Respect, educate, prevent and protect are commonly associated with digital citizenship.  Today, we are finding these common elements are more important than even when it comes to how students and adults conduct themselves, especially on social media.

Digital Citizenship as defined in an article written by Terry Heick, is “The quality of habits, actions, and consumption patters that impact the ecology of digital content and communities.”

Heick goes on to write, “As more and more students interact digitally – with content, one another, and various communities – the concept of digital citizenship becomes increasingly important.”  “The Definition of Digital Citizenship” (2017).

Heavy use of information technology today requires certain sites to set and enforce a standard of digital etiquette that involves the use of appropriate behavior and language. Without such expectations digital citizens may experience digital laws broken, rights violated, physical and mental stress, and/or online security jeopardized.

Impact of Social Media on Learning

Does social media impact learning?  Let’s look at the positive and negative impact of social media on learning.

Positive impact for learning ~ digital communication skills that need to be mastered including texting, tweeting, and Instagramming can be strengthened.  Students are more willing to complete assignments when they can use technology to research and share information, communicate or create ideas.

Using social media can foster collaborative community learning environments.  Students have options for creating authentic, creative work through blogs, YouTube, or podcasts – just to name a few.  It is yet to be seen whether or not social media can improve grades.

Negative impact for learning ~ Using social media can cause overstimulation and lack of focus, cyberbullying and plagiarism, distraction to the point of failure, poor decision-making leading to a negative digital footprint, and lack of adequate cyber security to protect students.  In addition, students unable to navigate platforms and operating systems find themselves at a disadvantage.

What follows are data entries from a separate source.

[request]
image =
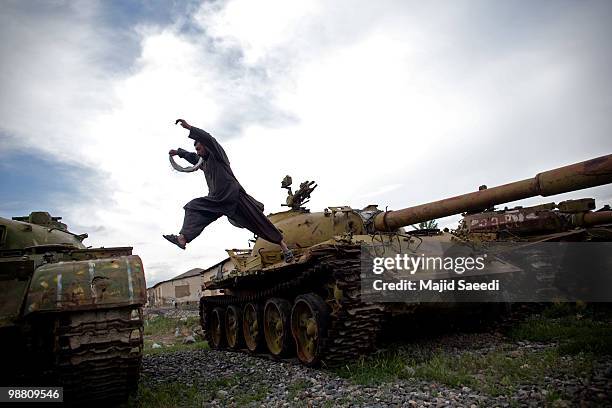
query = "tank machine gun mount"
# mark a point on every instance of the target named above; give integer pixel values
(301, 196)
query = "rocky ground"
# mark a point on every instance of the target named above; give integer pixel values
(218, 378)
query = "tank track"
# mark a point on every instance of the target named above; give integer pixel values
(334, 273)
(94, 355)
(99, 354)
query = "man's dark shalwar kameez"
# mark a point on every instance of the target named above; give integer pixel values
(225, 195)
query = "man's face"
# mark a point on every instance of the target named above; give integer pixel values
(200, 150)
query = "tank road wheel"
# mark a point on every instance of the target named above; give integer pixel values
(217, 335)
(233, 327)
(309, 318)
(251, 324)
(277, 323)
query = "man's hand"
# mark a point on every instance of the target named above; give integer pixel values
(183, 123)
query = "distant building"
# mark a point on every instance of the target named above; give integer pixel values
(182, 291)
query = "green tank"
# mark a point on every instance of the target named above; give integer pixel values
(313, 308)
(70, 316)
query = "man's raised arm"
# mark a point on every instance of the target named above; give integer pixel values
(184, 154)
(202, 136)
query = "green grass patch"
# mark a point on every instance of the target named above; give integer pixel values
(296, 388)
(496, 373)
(168, 395)
(166, 325)
(198, 345)
(251, 396)
(574, 334)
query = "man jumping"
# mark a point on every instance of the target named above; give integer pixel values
(225, 196)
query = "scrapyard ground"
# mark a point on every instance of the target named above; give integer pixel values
(560, 356)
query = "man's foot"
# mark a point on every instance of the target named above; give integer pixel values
(288, 255)
(174, 239)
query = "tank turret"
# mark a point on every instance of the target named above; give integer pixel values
(315, 307)
(69, 315)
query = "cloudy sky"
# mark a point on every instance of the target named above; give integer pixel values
(388, 102)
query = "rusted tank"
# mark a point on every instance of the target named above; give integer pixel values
(70, 316)
(314, 307)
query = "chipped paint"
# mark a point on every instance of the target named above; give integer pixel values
(92, 269)
(130, 284)
(59, 288)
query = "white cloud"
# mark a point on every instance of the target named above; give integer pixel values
(399, 103)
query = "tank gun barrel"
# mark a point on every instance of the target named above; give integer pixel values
(590, 173)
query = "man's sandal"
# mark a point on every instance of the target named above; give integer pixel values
(288, 255)
(174, 239)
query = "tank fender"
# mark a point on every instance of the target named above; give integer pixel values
(96, 283)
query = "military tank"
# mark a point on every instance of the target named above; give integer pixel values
(70, 316)
(314, 308)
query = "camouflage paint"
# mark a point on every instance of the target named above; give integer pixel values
(79, 285)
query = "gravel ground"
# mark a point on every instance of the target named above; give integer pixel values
(258, 381)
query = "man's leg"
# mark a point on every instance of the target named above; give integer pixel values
(194, 223)
(250, 217)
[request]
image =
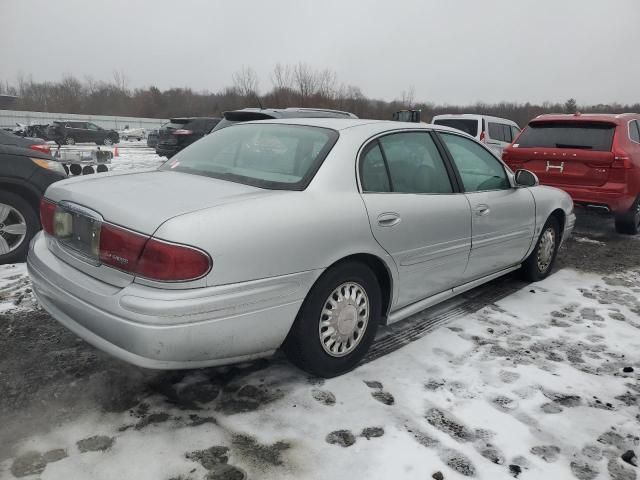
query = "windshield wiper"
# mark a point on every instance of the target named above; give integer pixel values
(567, 145)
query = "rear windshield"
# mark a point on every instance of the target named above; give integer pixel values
(283, 157)
(467, 126)
(584, 135)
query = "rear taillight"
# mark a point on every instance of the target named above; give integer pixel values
(622, 161)
(169, 262)
(120, 248)
(41, 147)
(47, 212)
(133, 252)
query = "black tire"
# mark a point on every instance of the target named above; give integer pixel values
(303, 346)
(629, 223)
(531, 268)
(19, 254)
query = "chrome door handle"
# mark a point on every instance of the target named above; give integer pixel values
(388, 219)
(482, 210)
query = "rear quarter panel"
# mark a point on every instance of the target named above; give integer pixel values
(548, 200)
(277, 235)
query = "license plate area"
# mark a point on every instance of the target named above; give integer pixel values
(78, 229)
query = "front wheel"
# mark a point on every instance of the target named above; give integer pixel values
(539, 263)
(337, 321)
(18, 224)
(629, 223)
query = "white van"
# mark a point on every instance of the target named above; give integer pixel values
(494, 132)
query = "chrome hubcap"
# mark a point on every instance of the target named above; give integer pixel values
(344, 319)
(546, 249)
(13, 229)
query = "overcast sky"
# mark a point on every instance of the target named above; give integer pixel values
(450, 51)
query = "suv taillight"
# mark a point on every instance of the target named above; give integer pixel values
(621, 160)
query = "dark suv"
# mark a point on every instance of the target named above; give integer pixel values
(182, 132)
(73, 132)
(251, 114)
(25, 174)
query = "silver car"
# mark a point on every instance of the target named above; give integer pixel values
(304, 234)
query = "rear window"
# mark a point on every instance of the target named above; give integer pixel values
(282, 157)
(467, 126)
(584, 135)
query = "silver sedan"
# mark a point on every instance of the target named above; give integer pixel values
(304, 234)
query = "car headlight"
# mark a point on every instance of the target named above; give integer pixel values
(50, 165)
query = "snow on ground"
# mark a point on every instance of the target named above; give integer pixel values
(536, 386)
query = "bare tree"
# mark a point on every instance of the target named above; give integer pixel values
(305, 80)
(245, 82)
(408, 97)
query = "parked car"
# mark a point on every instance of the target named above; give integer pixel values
(497, 133)
(37, 144)
(594, 158)
(72, 132)
(133, 133)
(25, 174)
(301, 233)
(179, 133)
(249, 114)
(152, 138)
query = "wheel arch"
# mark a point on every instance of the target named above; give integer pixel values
(29, 193)
(382, 272)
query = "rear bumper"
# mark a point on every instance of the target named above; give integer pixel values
(613, 197)
(169, 329)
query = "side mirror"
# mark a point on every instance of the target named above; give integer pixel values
(525, 178)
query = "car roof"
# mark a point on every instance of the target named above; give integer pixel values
(473, 116)
(190, 119)
(352, 123)
(297, 112)
(617, 118)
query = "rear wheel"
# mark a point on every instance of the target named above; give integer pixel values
(629, 223)
(18, 224)
(539, 263)
(337, 321)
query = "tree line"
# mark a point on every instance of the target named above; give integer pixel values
(294, 85)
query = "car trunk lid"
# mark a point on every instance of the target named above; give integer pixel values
(565, 153)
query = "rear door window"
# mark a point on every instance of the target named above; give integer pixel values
(479, 170)
(596, 136)
(465, 125)
(414, 163)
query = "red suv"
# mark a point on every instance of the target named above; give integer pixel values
(595, 158)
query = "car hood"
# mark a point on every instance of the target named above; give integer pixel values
(142, 201)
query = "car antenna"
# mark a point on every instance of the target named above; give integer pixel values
(258, 100)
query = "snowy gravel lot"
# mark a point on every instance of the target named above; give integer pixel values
(541, 382)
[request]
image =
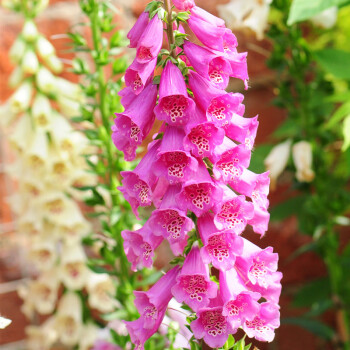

When it comes to students using social media, the impact on learning can be both positive and negative.

Facebook:10 Reasons To Spend Less Time

  1. Personal free time spent checking Facebook and other social media sites takes time that could be spent with someone in your real life.
  2. How do you define friends? The definition of friend has become fuzzy in our  social media world.  Facebook friends may like your posts but most won’t be available in real time or when you truly need it.
  3. Facebook and other social media can bring out the worst in people. From the safety of a computer, people feel entitled to judge, often bashing those that don’t agree with their views.
  4. Competing with friends gets old. You see your Facebook friends’ posts with amazing photos of events and activities.  You feel compelled to post something of your own to keep yourself relevant.  Before you know it, competing can be exhausting.
  5. Facebook uses your data. You wouldn’t publicize or share your private data with just anyone, so why allow  access to your information and sell it?
  6. The influence of fake news. Fake news articles posted and shared  may have influenced the outcome of the last presidential election. While we may not know if that is truly the case, we do know that it is one of the biggest sources of news today and voters read the fake content. Even with task forces trying to control it, fake stories and misinformation persists.
  7. Social manipulation. Facebook will suggest friends based on the friends you already have, pages you like or info you may share.  These may be subtle tactics to suggest broadening your network, but it is essentially social manipulation.
  8. Exposure to excessive advertising. It seems the ads on Facebook now outnumber posts from friends and family.  Why would you want to spend valuable time looking at advertisements telling you about a product you recently searched on Amazon last week or a retailer a Facebook “friend” likes?
  9. Protecting your digital reputation. What began as a fun way to share our lives with friends and family has become a hunting ground for colleges and companies as a way to background check and possibly eliminate, potential candidates.  Your digital reputation can be impacted every time you post or like something  and/or any time you are tagged.